Department of Oncological Urology, Veneto Institute of Oncology IOV-IRCCS, Padua, Italy.
Urology, Western Hospital Unit "San Pio", Castellaneta, Italy.
Int Urol Nephrol. 2024 Jan;56(1):121-127. doi: 10.1007/s11255-023-03766-z. Epub 2023 Aug 30.
We report a comparative monocentric study with a short and long-term follow-up with the aim to assess differences about urinary continence outcomes in patients treated with Robot-Assisted Radical Prostatectomy (RARP) with two different techniques: with anterior and posterior reconstruction and without any kind of reconstruction.
From January 2016 to September 2021, at the Department of Urology of the "F. Miulli" Hospital of Acquaviva delle Fonti, in Italy, 850 eligible patients underwent extraperitoneal RARP with anterior and posterior reconstruction and 508 without reconstructions.

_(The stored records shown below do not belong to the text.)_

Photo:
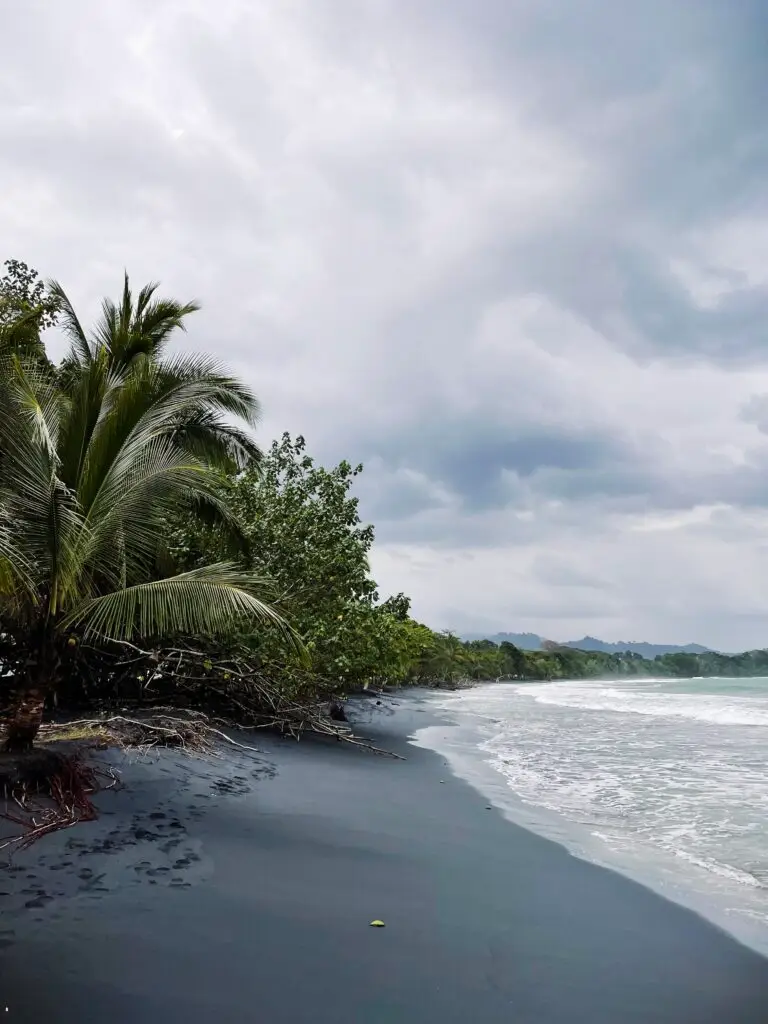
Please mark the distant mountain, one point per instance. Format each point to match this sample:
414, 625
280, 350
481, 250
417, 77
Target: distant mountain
531, 641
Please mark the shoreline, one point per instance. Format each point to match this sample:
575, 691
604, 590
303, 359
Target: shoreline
649, 866
250, 892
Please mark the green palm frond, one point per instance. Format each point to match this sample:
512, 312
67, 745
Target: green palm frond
202, 601
68, 321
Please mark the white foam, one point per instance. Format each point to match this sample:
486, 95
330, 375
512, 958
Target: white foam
667, 779
714, 709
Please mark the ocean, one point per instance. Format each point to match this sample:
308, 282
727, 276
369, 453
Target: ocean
666, 780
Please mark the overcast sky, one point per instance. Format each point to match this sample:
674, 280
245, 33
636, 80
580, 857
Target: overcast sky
510, 254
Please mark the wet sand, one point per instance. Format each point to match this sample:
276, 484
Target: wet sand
243, 890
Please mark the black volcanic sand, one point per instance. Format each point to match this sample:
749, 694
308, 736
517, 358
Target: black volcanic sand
243, 890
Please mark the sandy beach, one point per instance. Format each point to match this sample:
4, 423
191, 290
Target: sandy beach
244, 889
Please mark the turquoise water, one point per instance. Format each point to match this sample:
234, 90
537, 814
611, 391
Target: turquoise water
665, 779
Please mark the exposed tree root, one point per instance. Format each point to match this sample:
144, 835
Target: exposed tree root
46, 791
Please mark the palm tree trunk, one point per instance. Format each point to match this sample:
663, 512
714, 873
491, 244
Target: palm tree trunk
25, 714
25, 717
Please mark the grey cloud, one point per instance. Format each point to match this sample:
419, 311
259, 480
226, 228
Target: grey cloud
351, 189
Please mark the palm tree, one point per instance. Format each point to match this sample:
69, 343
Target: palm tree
132, 337
95, 458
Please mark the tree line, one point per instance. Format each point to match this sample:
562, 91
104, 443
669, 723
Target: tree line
152, 552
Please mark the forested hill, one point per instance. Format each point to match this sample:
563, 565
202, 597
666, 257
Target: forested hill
531, 641
485, 659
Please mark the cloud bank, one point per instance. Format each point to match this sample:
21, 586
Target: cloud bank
511, 256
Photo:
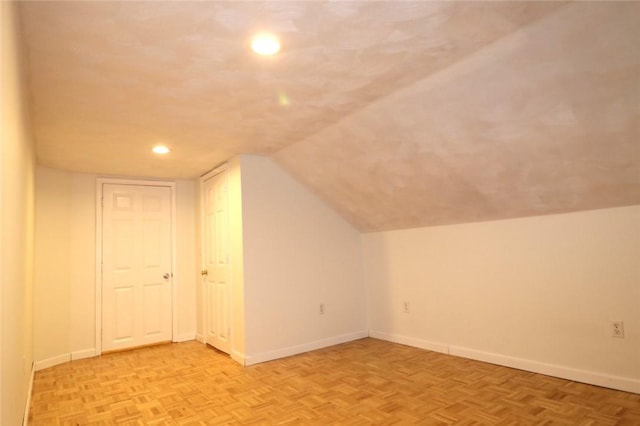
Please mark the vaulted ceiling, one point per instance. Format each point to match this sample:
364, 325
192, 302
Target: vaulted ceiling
398, 114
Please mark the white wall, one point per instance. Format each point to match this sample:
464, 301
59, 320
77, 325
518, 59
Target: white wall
536, 293
298, 253
17, 162
64, 300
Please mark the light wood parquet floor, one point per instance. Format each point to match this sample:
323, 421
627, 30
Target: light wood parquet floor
365, 382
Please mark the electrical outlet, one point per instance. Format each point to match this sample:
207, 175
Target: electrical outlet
617, 329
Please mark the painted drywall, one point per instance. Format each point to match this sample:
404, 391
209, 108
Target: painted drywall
16, 232
236, 250
64, 318
537, 293
297, 254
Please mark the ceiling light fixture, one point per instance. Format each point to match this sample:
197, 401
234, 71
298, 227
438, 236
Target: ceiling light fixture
161, 149
265, 44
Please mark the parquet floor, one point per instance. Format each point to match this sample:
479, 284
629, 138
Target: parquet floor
366, 382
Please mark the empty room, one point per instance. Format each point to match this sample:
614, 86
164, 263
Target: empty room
314, 212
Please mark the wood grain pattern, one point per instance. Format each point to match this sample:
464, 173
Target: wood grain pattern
358, 383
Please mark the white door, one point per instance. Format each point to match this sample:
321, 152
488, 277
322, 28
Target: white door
217, 279
136, 266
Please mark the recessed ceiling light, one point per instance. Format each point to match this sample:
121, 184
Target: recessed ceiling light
161, 149
265, 44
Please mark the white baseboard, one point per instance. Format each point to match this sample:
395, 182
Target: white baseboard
85, 353
305, 347
563, 372
238, 357
25, 419
410, 341
50, 362
582, 376
185, 337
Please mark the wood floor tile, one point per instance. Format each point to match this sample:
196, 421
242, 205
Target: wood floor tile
366, 382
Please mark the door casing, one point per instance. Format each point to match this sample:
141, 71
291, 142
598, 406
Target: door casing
174, 289
203, 253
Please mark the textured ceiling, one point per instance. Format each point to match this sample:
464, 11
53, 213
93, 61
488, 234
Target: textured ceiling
399, 114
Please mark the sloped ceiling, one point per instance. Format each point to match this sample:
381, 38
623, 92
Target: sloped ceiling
398, 114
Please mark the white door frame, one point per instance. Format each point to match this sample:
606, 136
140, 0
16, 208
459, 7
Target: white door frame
203, 261
174, 283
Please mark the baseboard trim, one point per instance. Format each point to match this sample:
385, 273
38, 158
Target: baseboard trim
25, 419
185, 337
576, 375
238, 357
410, 341
589, 377
82, 354
305, 347
53, 361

In patients undergoing RARP with reconstructions 1 month after surgery the urinary continence was preserved in 287/850 patients (33.8%), 3 months after surgery in 688/850 (81%), 6 months in 721/850 (84.8%), 12 months in 734/850 (86.3%), 18 months in 671/754 (89%), 24 months in 696/754 (92.3%), 36 months in 596/662 (90%), 48 months in 394/421 (93.6%), 60 months in 207/212 (97.6%). In patients undergoing RARP without reconstruction 1 month after surgery urinary continence was preserved in 99/508 (19.4%), after 3 months in 276/508 (54.3%), 6 months in 305/508 (60%), 12 months in 329/508 (64.7%), 18 months in 300/456 (65.7%), 24 months in 295/456 (64.7%), 36 months in 268/371 (72.3%), 48 months in 181/224 (81%), 60 months in 93/103 (90.3%).

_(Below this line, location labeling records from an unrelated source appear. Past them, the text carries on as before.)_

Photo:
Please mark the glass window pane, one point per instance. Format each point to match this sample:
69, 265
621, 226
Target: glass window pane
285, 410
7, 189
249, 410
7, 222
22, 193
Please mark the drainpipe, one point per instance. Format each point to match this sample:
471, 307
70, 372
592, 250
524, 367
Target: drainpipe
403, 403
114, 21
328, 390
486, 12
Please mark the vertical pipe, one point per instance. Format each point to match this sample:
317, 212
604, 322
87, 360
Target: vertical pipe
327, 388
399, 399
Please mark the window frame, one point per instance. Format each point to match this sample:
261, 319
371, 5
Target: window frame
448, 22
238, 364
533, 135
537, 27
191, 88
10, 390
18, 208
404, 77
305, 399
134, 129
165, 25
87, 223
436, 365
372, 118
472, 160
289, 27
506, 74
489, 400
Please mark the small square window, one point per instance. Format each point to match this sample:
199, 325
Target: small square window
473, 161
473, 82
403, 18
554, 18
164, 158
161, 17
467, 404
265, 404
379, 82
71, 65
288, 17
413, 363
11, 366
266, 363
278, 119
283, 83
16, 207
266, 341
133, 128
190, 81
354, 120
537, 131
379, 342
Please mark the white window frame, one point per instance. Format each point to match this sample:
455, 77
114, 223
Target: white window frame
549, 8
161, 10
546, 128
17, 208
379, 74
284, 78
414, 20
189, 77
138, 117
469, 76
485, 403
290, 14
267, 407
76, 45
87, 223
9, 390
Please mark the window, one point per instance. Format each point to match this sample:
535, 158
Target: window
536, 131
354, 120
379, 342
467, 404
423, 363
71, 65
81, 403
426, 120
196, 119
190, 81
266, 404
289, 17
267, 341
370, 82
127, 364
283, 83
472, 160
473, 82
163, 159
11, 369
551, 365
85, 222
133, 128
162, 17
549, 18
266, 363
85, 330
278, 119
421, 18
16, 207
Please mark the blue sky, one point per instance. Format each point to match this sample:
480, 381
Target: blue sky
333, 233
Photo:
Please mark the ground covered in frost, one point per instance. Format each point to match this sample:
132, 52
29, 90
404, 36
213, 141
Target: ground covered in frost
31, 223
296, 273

In our case study, the RARP with anterior and posterior reconstruction technique is associated with a statistically significant higher rate (up to 48 months of follow-up) and a faster recovery of urinary continence compared to the technique without reconstructions.
我们报告了一项具有短期和长期随访的中心对比研究,旨在评估机器人辅助前列腺根治性切除术(RARP)中两种不同技术(有前后重建和无任何重建)的尿控结果差异。
2016 年 1 月至 2021 年 9 月,在意大利 Acquaviva delle Fonti 的“F. Miulli”医院泌尿科,850 名符合条件的患者接受了腹膜外 RARP 联合前后重建,508 名患者未进行重建。
在接受 RARP 联合重建的患者中,术后 1 个月时,850 例患者中有 287 例(33.8%)保留了尿控,术后 3 个月时,850 例患者中有 688 例(81%)保留了尿控,术后 6 个月时,850 例患者中有 721 例(84.8%)保留了尿控,术后 12 个月时,850 例患者中有 734 例(86.3%)保留了尿控,术后 18 个月时,754 例患者中有 671 例(89%)保留了尿控,术后 24 个月时,754 例患者中有 696 例(92.3%)保留了尿控,术后 36 个月时,662 例患者中有 596 例(90%)保留了尿控,术后 48 个月时,421 例患者中有 394 例(93.6%)保留了尿控,术后 60 个月时,212 例患者中有 207 例(97.6%)保留了尿控。在接受 RARP 无重建的患者中,术后 1 个月时,508 例患者中有 99 例(19.4%)保留了尿控,术后 3 个月时,508 例患者中有 276 例(54.3%)保留了尿控,术后 6 个月时,508 例患者中有 305 例(60%)保留了尿控,术后 12 个月时,508 例患者中有 329 例(64.7%)保留了尿控,术后 18 个月时,456 例患者中有 300 例(65.7%)保留了尿控,术后 24 个月时,456 例患者中有 295 例(64.7%)保留了尿控,术后 36 个月时,371 例患者中有 268 例(72.3%)保留了尿控,术后 48 个月时,324 例患者中有 181 例(81%)保留了尿控,术后 60 个月时,303 例患者中有 93 例(90.3%)保留了尿控。
在我们的病例研究中,与无重建技术相比,RARP 联合前后重建技术具有更高的尿控率(随访至 48 个月)和更快的尿控恢复速度。